L’amour liquide

Innerhalb der dicken Mauern des Bergfrieds können wir uns zurückziehen und für einen Moment über das Wesentliche sinnieren: die Liebe. Cécile Wesolowski gewährt uns dafür in ihrer multimedialen, über vier Stockwerke choreografierten Installation temporäre Zuflucht vor der Ablenkung, Beschleunigung und mitunter Grausamkeit der digitalen und analogen Realität. L’Amour Liquide, zu Deutsch Flüssige Liebe, im Englischen Liquid Love, ist Titel ihrer Ausstellung aber auch einer Publikation des Soziologen Zygmunt Bauman. Er beschreibt darin zeitgenössische Unsicherheiten und liquide – d.h. flüssige wie wechselhafte – Zustände, die unser Verhalten zur Liebe prägen. Als digital sozialisierte Wesen streben wir nach maximaler Freiheit bei gleichzeitigem Wunsch nach Sicherheit und vertrauen auf digitale Netzwerke und Technologien, wie z.B. Tinder, um Liebe zu erfahren und zu konsumieren. Aber von was für einer Liebe sprechen wir hier? 
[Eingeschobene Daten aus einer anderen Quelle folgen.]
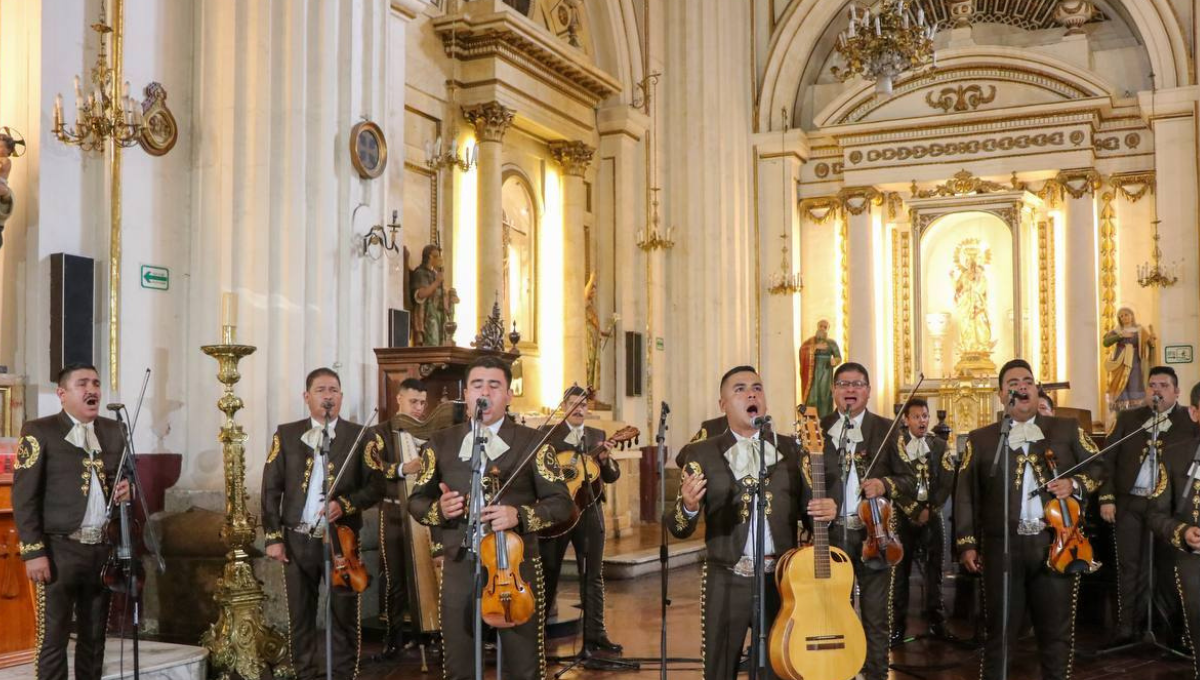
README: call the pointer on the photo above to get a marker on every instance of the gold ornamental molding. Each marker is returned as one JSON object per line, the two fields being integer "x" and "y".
{"x": 820, "y": 210}
{"x": 960, "y": 98}
{"x": 1080, "y": 182}
{"x": 491, "y": 120}
{"x": 1133, "y": 186}
{"x": 857, "y": 200}
{"x": 1108, "y": 263}
{"x": 573, "y": 156}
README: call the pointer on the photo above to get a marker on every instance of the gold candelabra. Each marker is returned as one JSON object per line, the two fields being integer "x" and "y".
{"x": 1153, "y": 274}
{"x": 880, "y": 47}
{"x": 105, "y": 114}
{"x": 239, "y": 642}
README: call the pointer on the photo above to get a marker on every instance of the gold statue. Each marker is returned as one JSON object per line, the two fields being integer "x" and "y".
{"x": 970, "y": 278}
{"x": 1127, "y": 366}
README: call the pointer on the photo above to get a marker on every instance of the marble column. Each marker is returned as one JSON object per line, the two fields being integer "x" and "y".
{"x": 491, "y": 121}
{"x": 574, "y": 157}
{"x": 1081, "y": 295}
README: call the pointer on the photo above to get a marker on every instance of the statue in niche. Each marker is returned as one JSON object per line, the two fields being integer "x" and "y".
{"x": 432, "y": 304}
{"x": 819, "y": 356}
{"x": 1129, "y": 361}
{"x": 970, "y": 278}
{"x": 598, "y": 337}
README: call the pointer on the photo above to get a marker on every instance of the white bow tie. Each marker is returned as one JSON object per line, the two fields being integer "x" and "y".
{"x": 84, "y": 437}
{"x": 917, "y": 449}
{"x": 743, "y": 458}
{"x": 493, "y": 449}
{"x": 1024, "y": 433}
{"x": 853, "y": 435}
{"x": 312, "y": 438}
{"x": 1164, "y": 422}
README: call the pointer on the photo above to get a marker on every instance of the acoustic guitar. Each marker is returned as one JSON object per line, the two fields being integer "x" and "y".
{"x": 582, "y": 475}
{"x": 816, "y": 635}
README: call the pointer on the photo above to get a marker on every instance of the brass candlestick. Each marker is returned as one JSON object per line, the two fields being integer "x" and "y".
{"x": 240, "y": 642}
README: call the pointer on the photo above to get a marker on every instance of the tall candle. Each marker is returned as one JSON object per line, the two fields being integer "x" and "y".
{"x": 228, "y": 310}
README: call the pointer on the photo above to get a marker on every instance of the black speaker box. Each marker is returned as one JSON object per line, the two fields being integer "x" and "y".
{"x": 72, "y": 311}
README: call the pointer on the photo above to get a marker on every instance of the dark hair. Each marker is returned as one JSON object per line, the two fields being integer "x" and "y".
{"x": 1013, "y": 363}
{"x": 916, "y": 402}
{"x": 852, "y": 366}
{"x": 429, "y": 251}
{"x": 413, "y": 384}
{"x": 1164, "y": 371}
{"x": 66, "y": 371}
{"x": 731, "y": 372}
{"x": 1042, "y": 395}
{"x": 319, "y": 373}
{"x": 490, "y": 361}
In der antiken griechischen Philosophie werden drei Arten von Liebe unterschieden: Eros, die körperliche Liebe oder Triebkraft, Philia, die geistige Liebe oder Freundschaft und Agape, die spirituelle Liebe, oft als Nächsten- und Gottesliebe aufgefasst. In den Arbeiten von Cécile Wesolowski wird vorrangig Eros verhandelt, eine Liebe der körperlichen Erfahrung. Sie changiert zwischen hart und weich, und vereint Hingabe, Vertrauen, Macht, Sex, Fetisch, Kitsch, Zärtlichkeit und Zuneigung in sich.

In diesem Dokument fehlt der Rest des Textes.